Date of Award

Fall 11-2019

Degree Type


Degree Name

Doctorate of Philosophy (PhD) in Education


College of Education, Doctoral Program

First Advisor

Jeffrey Kuzmic

Second Advisor

Joseph Gardner

Third Advisor

Enora Brown


African-American graduation rates fall behind all other ethnic groups in the United States. Due to intensifying racial inequalities in Chicago, schools in low-income minority communities have confronted augmented segregation in educational opportunities. The closing of numerous schools, high-stakes, and standardized testing mandates, along with new educative options such as charters and military academies, have resulted in a dual-tiered educational system.

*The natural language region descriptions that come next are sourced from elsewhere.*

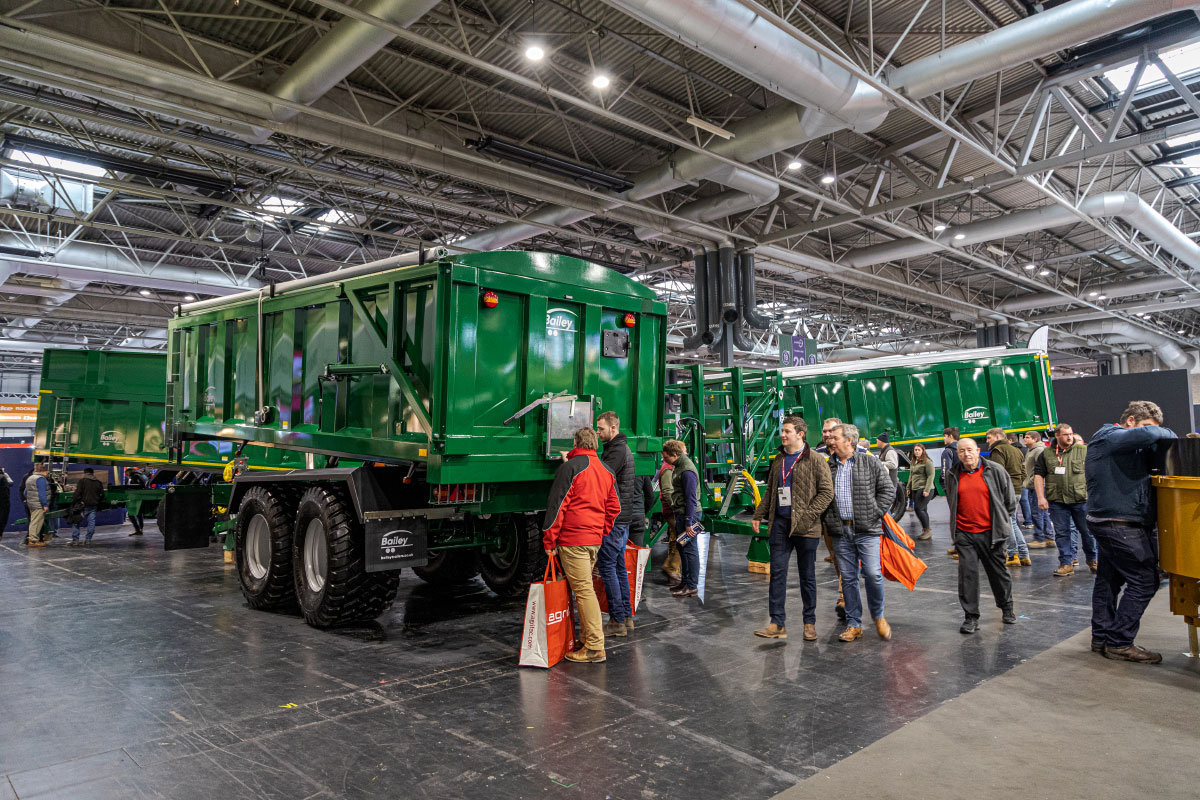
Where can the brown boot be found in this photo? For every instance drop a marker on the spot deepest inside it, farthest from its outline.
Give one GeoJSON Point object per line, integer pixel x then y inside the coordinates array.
{"type": "Point", "coordinates": [615, 629]}
{"type": "Point", "coordinates": [772, 632]}
{"type": "Point", "coordinates": [587, 656]}
{"type": "Point", "coordinates": [851, 633]}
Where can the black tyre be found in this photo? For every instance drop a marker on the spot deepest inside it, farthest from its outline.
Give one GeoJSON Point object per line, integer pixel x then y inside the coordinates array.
{"type": "Point", "coordinates": [331, 582]}
{"type": "Point", "coordinates": [900, 504]}
{"type": "Point", "coordinates": [449, 567]}
{"type": "Point", "coordinates": [263, 547]}
{"type": "Point", "coordinates": [509, 571]}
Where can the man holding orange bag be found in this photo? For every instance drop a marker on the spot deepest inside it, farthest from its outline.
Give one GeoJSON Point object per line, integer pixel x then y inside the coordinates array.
{"type": "Point", "coordinates": [581, 509]}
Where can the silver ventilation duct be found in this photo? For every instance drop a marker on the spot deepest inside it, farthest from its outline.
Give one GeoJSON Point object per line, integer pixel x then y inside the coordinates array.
{"type": "Point", "coordinates": [1123, 205]}
{"type": "Point", "coordinates": [1168, 350]}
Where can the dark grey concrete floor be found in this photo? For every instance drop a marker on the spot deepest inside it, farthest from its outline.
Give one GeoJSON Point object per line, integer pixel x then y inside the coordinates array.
{"type": "Point", "coordinates": [126, 672]}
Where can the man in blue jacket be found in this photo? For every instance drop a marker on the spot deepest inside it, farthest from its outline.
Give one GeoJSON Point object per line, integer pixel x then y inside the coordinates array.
{"type": "Point", "coordinates": [1121, 513]}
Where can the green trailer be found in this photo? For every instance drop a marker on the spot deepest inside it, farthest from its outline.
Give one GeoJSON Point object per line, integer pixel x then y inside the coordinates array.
{"type": "Point", "coordinates": [731, 416]}
{"type": "Point", "coordinates": [457, 382]}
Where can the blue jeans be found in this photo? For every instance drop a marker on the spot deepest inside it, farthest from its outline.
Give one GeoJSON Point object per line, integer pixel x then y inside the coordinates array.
{"type": "Point", "coordinates": [852, 551]}
{"type": "Point", "coordinates": [689, 558]}
{"type": "Point", "coordinates": [1015, 542]}
{"type": "Point", "coordinates": [1029, 503]}
{"type": "Point", "coordinates": [611, 564]}
{"type": "Point", "coordinates": [1128, 560]}
{"type": "Point", "coordinates": [89, 513]}
{"type": "Point", "coordinates": [1063, 515]}
{"type": "Point", "coordinates": [781, 546]}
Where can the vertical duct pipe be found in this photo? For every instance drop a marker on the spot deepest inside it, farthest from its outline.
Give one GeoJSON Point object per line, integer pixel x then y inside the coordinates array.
{"type": "Point", "coordinates": [749, 293]}
{"type": "Point", "coordinates": [700, 289]}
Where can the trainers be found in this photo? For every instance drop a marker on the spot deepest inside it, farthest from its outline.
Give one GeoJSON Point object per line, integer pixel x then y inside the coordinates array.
{"type": "Point", "coordinates": [772, 632]}
{"type": "Point", "coordinates": [615, 629]}
{"type": "Point", "coordinates": [587, 656]}
{"type": "Point", "coordinates": [1133, 653]}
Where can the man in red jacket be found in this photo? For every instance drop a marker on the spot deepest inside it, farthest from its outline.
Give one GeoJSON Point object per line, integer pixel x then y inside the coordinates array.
{"type": "Point", "coordinates": [581, 509]}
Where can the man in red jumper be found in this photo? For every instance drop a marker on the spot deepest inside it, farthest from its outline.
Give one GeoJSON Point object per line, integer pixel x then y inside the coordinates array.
{"type": "Point", "coordinates": [581, 509]}
{"type": "Point", "coordinates": [982, 506]}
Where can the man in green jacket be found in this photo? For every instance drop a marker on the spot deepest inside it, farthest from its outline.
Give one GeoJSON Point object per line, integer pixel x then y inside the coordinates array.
{"type": "Point", "coordinates": [1061, 485]}
{"type": "Point", "coordinates": [799, 488]}
{"type": "Point", "coordinates": [1003, 452]}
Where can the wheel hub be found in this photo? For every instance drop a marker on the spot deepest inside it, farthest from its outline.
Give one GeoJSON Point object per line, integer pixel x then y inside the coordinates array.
{"type": "Point", "coordinates": [316, 555]}
{"type": "Point", "coordinates": [258, 547]}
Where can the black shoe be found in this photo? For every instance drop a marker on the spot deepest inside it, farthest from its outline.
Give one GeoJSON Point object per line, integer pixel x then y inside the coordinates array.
{"type": "Point", "coordinates": [1133, 653]}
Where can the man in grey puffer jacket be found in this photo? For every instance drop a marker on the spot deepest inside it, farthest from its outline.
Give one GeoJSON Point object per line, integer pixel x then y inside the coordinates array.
{"type": "Point", "coordinates": [862, 494]}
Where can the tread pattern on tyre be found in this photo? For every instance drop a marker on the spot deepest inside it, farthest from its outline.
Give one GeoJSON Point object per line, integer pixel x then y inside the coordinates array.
{"type": "Point", "coordinates": [277, 505]}
{"type": "Point", "coordinates": [449, 567]}
{"type": "Point", "coordinates": [351, 593]}
{"type": "Point", "coordinates": [531, 564]}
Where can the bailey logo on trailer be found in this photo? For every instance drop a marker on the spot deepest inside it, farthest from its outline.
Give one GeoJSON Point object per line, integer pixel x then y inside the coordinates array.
{"type": "Point", "coordinates": [559, 320]}
{"type": "Point", "coordinates": [975, 414]}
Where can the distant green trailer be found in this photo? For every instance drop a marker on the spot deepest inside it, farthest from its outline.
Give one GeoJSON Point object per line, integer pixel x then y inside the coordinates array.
{"type": "Point", "coordinates": [459, 382]}
{"type": "Point", "coordinates": [732, 415]}
{"type": "Point", "coordinates": [99, 407]}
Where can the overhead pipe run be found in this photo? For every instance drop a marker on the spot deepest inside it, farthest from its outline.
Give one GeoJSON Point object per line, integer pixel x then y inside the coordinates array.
{"type": "Point", "coordinates": [1123, 205]}
{"type": "Point", "coordinates": [1168, 350]}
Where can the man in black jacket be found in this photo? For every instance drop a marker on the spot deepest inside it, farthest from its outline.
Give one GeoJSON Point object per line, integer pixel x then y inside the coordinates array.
{"type": "Point", "coordinates": [611, 560]}
{"type": "Point", "coordinates": [88, 495]}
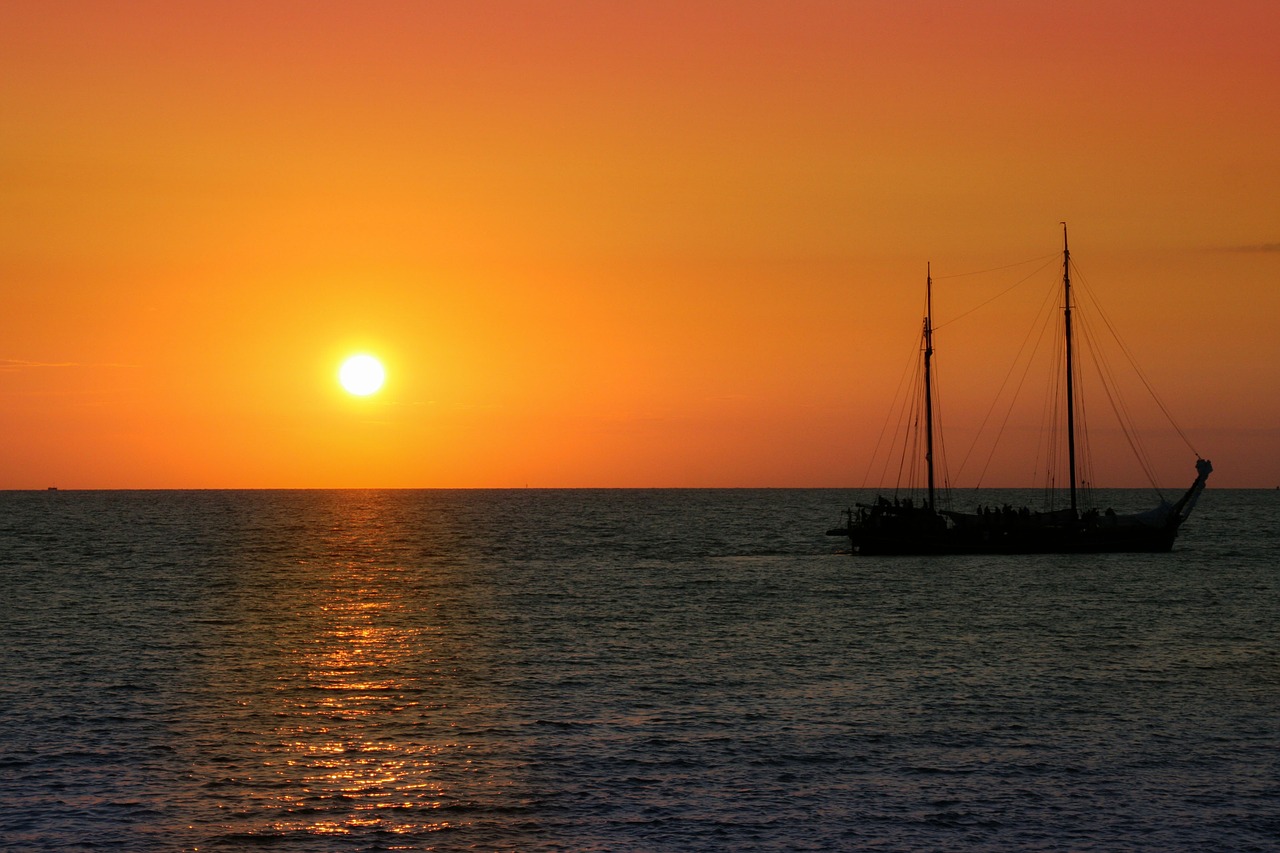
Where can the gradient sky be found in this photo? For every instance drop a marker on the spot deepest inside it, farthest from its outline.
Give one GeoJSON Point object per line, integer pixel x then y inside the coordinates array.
{"type": "Point", "coordinates": [607, 243]}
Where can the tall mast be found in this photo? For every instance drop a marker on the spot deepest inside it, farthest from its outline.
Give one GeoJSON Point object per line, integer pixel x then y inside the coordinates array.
{"type": "Point", "coordinates": [1070, 386]}
{"type": "Point", "coordinates": [928, 389]}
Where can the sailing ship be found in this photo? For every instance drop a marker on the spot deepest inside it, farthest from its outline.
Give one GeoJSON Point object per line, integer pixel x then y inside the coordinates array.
{"type": "Point", "coordinates": [903, 527]}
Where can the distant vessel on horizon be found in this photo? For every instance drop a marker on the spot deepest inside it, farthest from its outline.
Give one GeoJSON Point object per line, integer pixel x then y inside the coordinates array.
{"type": "Point", "coordinates": [904, 527]}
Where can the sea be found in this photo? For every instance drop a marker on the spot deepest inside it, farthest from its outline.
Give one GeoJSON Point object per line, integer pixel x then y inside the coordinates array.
{"type": "Point", "coordinates": [621, 670]}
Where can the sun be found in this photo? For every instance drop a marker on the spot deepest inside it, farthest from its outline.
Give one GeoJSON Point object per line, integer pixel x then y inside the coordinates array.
{"type": "Point", "coordinates": [361, 374]}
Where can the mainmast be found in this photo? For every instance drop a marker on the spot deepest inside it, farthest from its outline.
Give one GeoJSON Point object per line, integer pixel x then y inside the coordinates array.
{"type": "Point", "coordinates": [1070, 386]}
{"type": "Point", "coordinates": [928, 389]}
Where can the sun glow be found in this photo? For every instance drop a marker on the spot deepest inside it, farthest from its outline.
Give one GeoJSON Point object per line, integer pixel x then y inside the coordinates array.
{"type": "Point", "coordinates": [361, 374]}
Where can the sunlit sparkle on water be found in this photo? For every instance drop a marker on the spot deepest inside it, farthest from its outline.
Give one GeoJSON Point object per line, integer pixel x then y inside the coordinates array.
{"type": "Point", "coordinates": [620, 671]}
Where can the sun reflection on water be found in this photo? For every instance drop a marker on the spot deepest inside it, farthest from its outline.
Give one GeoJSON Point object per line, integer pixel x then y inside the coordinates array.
{"type": "Point", "coordinates": [352, 748]}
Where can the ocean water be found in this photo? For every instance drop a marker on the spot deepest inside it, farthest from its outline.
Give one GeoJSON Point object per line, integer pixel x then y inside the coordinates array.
{"type": "Point", "coordinates": [621, 670]}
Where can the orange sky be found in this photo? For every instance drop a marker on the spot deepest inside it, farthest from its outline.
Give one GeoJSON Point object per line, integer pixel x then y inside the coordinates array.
{"type": "Point", "coordinates": [606, 243]}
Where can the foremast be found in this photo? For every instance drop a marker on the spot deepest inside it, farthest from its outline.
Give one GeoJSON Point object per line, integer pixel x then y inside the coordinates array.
{"type": "Point", "coordinates": [1070, 370]}
{"type": "Point", "coordinates": [928, 386]}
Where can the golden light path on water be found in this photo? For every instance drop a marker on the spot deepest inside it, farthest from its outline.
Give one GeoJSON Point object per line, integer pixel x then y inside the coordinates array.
{"type": "Point", "coordinates": [359, 743]}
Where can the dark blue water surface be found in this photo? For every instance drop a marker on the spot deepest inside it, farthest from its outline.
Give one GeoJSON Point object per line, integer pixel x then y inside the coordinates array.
{"type": "Point", "coordinates": [621, 670]}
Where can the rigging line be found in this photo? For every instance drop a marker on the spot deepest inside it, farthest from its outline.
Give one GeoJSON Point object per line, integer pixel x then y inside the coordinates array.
{"type": "Point", "coordinates": [888, 415]}
{"type": "Point", "coordinates": [1124, 418]}
{"type": "Point", "coordinates": [996, 269]}
{"type": "Point", "coordinates": [995, 401]}
{"type": "Point", "coordinates": [1133, 363]}
{"type": "Point", "coordinates": [1011, 287]}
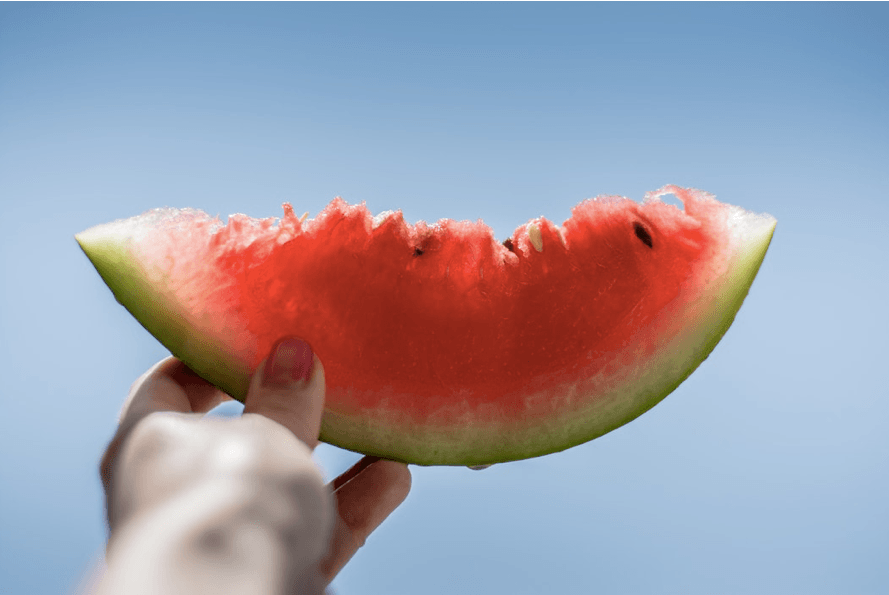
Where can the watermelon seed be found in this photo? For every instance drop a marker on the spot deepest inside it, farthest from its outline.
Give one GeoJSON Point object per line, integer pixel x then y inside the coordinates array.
{"type": "Point", "coordinates": [643, 234]}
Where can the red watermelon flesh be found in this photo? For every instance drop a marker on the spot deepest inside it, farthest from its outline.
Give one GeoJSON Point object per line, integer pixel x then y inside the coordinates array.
{"type": "Point", "coordinates": [440, 344]}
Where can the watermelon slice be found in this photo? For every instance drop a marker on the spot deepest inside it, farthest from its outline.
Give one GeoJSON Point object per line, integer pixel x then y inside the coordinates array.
{"type": "Point", "coordinates": [441, 345]}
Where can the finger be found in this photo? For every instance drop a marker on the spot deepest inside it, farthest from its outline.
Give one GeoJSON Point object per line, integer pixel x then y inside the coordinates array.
{"type": "Point", "coordinates": [363, 502]}
{"type": "Point", "coordinates": [169, 385]}
{"type": "Point", "coordinates": [289, 388]}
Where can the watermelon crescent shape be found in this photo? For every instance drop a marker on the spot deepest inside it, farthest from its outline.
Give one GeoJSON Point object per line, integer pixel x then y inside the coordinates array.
{"type": "Point", "coordinates": [441, 345]}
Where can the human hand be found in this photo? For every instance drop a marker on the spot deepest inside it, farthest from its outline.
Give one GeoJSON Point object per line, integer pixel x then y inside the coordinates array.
{"type": "Point", "coordinates": [234, 505]}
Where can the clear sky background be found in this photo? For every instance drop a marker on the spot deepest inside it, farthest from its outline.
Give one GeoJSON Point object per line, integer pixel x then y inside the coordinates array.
{"type": "Point", "coordinates": [766, 472]}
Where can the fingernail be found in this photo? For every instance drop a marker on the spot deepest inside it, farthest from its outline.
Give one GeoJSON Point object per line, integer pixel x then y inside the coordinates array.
{"type": "Point", "coordinates": [291, 361]}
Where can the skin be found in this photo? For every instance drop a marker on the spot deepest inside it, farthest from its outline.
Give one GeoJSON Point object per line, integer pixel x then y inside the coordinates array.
{"type": "Point", "coordinates": [200, 505]}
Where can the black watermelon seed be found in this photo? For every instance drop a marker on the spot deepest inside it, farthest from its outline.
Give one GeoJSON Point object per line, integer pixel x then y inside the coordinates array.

These new educative options are entrenched in the neo-liberal ideology of free marketization and privatization of education and encourages the expansion of elite selective enrollment high schools. This expansion has marginalized and alienated many African-American students in addition to fostering more apprehension within the African-American community. The purpose of this qualitative study was to investigate the perspectives of African-American high school students attending selective enrollment and neighborhood schools as they experience inequity, racism, and the political process within and outside the school setting. The research design for this study is described best as a qualitatively framed critical ethnography. Data was collected from a total of 19 interviews with African-American high school students concerning their views on each other’s academic ability as well as their perspective on success and school disparities. A constant comparative approach was used in analyzing the data collected. What was also revealed was that 13 students were political activists. Results from the data revealed that students were mostly concerned with testing, school budgeting practices, and self-perceptions of race and academic success. Of the ten selective enrollment students, six thought that students attending neighborhood high schools were marginalized, a belief also shared by seven of the nine students attending neighborhood high schools. Of all 19 students interviewed, sixteen believed that attending a selective enrollment school garnered better chances for success. This study concludes with a discussion from students on ways to remediate the educational gap and the researcher’s suggestion that more studies focus on within-group variation. Also included is a discussion on the necessity of cultivating student voice through political activism.